Monbazillac 2003, Château Septy, Monbazillac (23 $) – Cette concoction de sémillon et de sauvignon blanc exhibe une palette aromatique axée sur l’abricot, le zeste d’agrumes et le miel blond. La bouche, onctueuse, ronde et volubile, dévoile des saveurs juteuses et enveloppées d’une structure moelleuse tout à fait délectable, se poursuivant sur une finale incroyablement persistante et envoûtante. Un Monbazillac hautement recommandable qui continuera à évoluer gracieusement sur un horizon de dix ans, sinon davantage.

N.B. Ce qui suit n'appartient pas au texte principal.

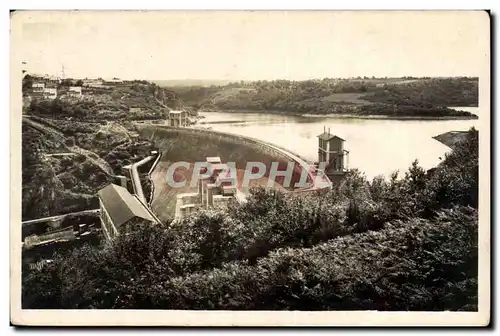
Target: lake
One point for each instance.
(376, 146)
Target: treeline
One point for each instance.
(420, 97)
(437, 91)
(61, 184)
(406, 243)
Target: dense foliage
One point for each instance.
(405, 97)
(407, 243)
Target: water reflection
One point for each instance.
(377, 146)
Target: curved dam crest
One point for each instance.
(194, 145)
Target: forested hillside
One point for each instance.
(405, 97)
(406, 243)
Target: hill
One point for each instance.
(428, 97)
(190, 82)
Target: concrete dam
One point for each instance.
(195, 145)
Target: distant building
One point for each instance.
(93, 83)
(178, 118)
(50, 93)
(75, 91)
(38, 87)
(332, 155)
(215, 190)
(120, 210)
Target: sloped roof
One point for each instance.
(121, 205)
(328, 136)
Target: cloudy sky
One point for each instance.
(252, 45)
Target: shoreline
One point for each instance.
(345, 115)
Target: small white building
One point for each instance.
(93, 83)
(75, 91)
(177, 118)
(38, 87)
(50, 93)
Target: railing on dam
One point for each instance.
(312, 171)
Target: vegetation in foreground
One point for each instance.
(94, 154)
(407, 243)
(414, 97)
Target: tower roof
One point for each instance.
(328, 136)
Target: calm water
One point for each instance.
(377, 147)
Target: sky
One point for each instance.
(251, 45)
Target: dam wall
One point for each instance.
(195, 145)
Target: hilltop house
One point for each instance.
(134, 109)
(214, 190)
(120, 210)
(38, 87)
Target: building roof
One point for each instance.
(328, 136)
(121, 205)
(75, 88)
(213, 159)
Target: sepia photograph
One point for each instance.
(250, 168)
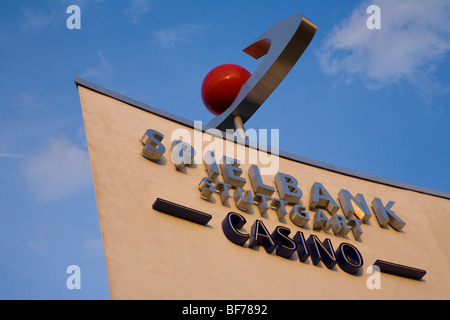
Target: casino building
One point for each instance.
(188, 211)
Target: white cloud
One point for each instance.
(136, 8)
(413, 39)
(168, 38)
(59, 170)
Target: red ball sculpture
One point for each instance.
(222, 85)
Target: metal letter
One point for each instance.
(231, 225)
(321, 251)
(356, 227)
(386, 216)
(339, 225)
(257, 183)
(321, 221)
(299, 217)
(285, 245)
(153, 148)
(206, 188)
(287, 187)
(320, 198)
(349, 258)
(231, 172)
(211, 165)
(260, 236)
(280, 206)
(302, 248)
(182, 153)
(261, 199)
(243, 201)
(362, 211)
(283, 45)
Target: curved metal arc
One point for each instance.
(282, 45)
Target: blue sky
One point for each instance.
(375, 101)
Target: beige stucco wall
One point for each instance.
(151, 255)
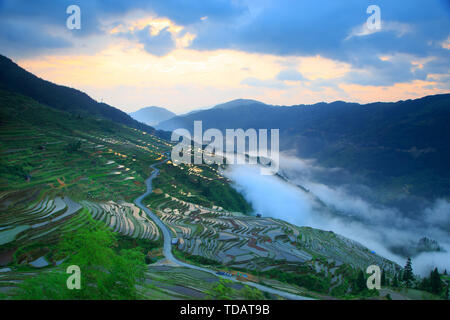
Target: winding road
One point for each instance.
(167, 248)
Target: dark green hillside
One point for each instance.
(63, 154)
(401, 146)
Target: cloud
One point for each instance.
(345, 210)
(159, 44)
(398, 28)
(290, 75)
(268, 83)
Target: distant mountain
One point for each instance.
(152, 115)
(398, 146)
(13, 78)
(237, 103)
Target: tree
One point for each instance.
(395, 281)
(436, 285)
(105, 273)
(408, 275)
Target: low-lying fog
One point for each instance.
(307, 195)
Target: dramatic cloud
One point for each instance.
(344, 209)
(301, 51)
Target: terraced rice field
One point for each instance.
(247, 242)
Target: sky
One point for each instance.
(186, 54)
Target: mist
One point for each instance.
(305, 194)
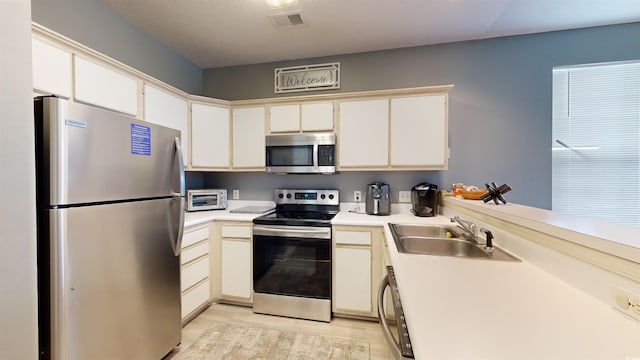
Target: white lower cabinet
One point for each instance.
(232, 261)
(357, 269)
(195, 270)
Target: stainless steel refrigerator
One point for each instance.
(110, 215)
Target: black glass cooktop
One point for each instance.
(297, 218)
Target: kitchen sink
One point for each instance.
(435, 231)
(442, 240)
(439, 246)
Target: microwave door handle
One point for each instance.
(315, 156)
(386, 330)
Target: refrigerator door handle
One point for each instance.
(177, 244)
(179, 158)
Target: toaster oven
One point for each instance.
(206, 199)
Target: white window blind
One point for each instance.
(596, 141)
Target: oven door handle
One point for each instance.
(291, 232)
(396, 353)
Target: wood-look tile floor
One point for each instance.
(369, 331)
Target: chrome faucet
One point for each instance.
(467, 226)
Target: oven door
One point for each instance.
(292, 261)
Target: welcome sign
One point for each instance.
(307, 78)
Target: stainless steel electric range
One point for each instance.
(292, 255)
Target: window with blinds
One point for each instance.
(596, 141)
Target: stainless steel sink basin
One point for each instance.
(436, 231)
(442, 240)
(439, 246)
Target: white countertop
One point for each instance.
(477, 309)
(199, 217)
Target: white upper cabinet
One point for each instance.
(317, 116)
(102, 86)
(248, 137)
(284, 118)
(419, 131)
(166, 109)
(301, 117)
(363, 137)
(210, 134)
(51, 69)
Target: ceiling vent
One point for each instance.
(288, 20)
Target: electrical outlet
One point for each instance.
(404, 196)
(626, 301)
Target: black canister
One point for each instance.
(424, 199)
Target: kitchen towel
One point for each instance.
(231, 341)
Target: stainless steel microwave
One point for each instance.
(207, 199)
(301, 153)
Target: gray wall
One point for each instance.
(93, 24)
(18, 297)
(499, 110)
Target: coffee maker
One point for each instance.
(378, 200)
(424, 200)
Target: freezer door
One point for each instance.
(114, 282)
(87, 155)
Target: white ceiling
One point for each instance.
(216, 33)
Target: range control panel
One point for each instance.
(314, 197)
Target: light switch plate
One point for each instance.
(626, 301)
(404, 196)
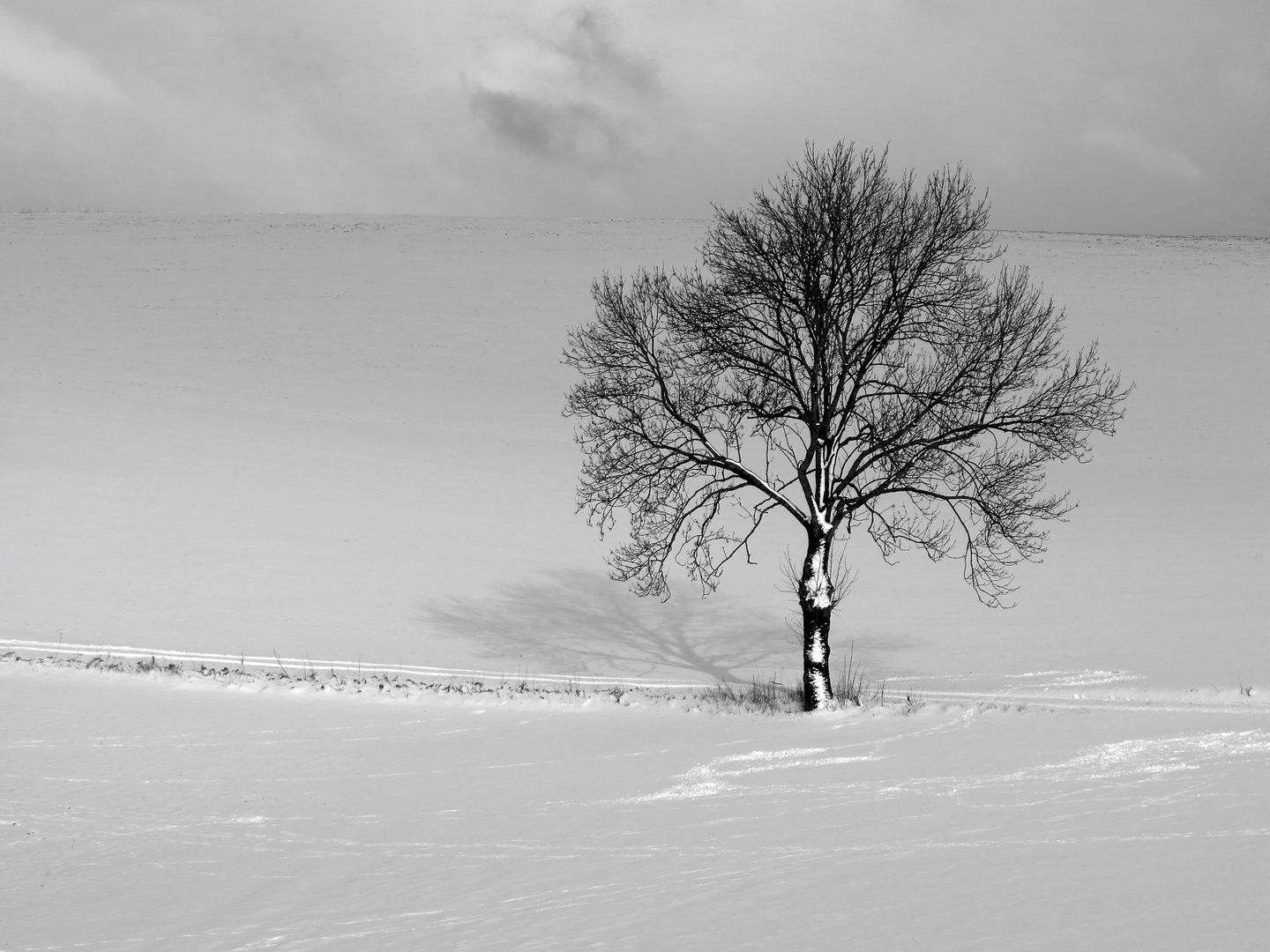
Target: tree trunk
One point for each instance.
(816, 598)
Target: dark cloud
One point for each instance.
(589, 120)
(592, 46)
(566, 130)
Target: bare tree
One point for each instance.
(840, 358)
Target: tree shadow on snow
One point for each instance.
(587, 623)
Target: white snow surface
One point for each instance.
(340, 437)
(150, 813)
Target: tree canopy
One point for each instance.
(842, 355)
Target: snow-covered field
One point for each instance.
(340, 438)
(153, 813)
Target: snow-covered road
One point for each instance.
(143, 813)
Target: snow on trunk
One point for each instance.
(816, 598)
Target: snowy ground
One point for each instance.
(153, 813)
(342, 437)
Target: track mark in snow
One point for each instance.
(1154, 755)
(707, 779)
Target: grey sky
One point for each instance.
(1081, 115)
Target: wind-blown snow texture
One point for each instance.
(158, 814)
(340, 437)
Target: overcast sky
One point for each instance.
(1079, 115)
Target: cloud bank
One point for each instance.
(1080, 115)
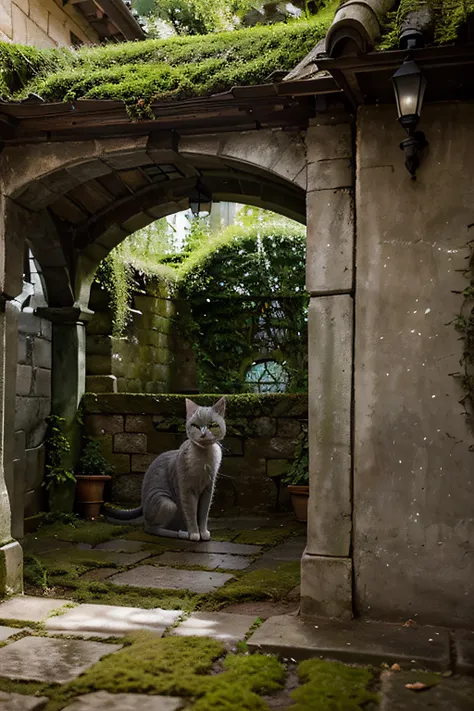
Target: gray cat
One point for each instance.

MIAM

Moelleux 2005, Château Les Tours des Verdots, Côtes de Bergerac (28 $) – Ce succulent vin de sémillon, assemblé avec 15 % de muscadelle, évoque au nez l’abricot, le minéral et le miel de trèfle. On retrouve en bouche de bons échos des arômes et on se laisse épater par des saveurs dodues et mielleuses qui s’étalent sur une finale interminablement persistante et somptueusement onctueuse. Une autre belle interprétation du Monbazillac. MIAM

Monbazillac 2006, Château Ladesvignes, Monbazillac (22 $) – Cette cuvée vinifiée uniquement avec du sémillon révèle un nez éloquent aux effluves d’agrumes confits et de miel blond. La bouche dévoile des saveurs corsées et profondément moelleuses, lesquels s’étirent longuement sur une finale mielleuse. Encore bien jeune, une garde de quelques années lui permettra de se bonifier. OK

Accord mets-vins : le mariage de ces cuvées sera réussi avec du foie gras sauté, du fromage bleu ou de la tarte Tatin.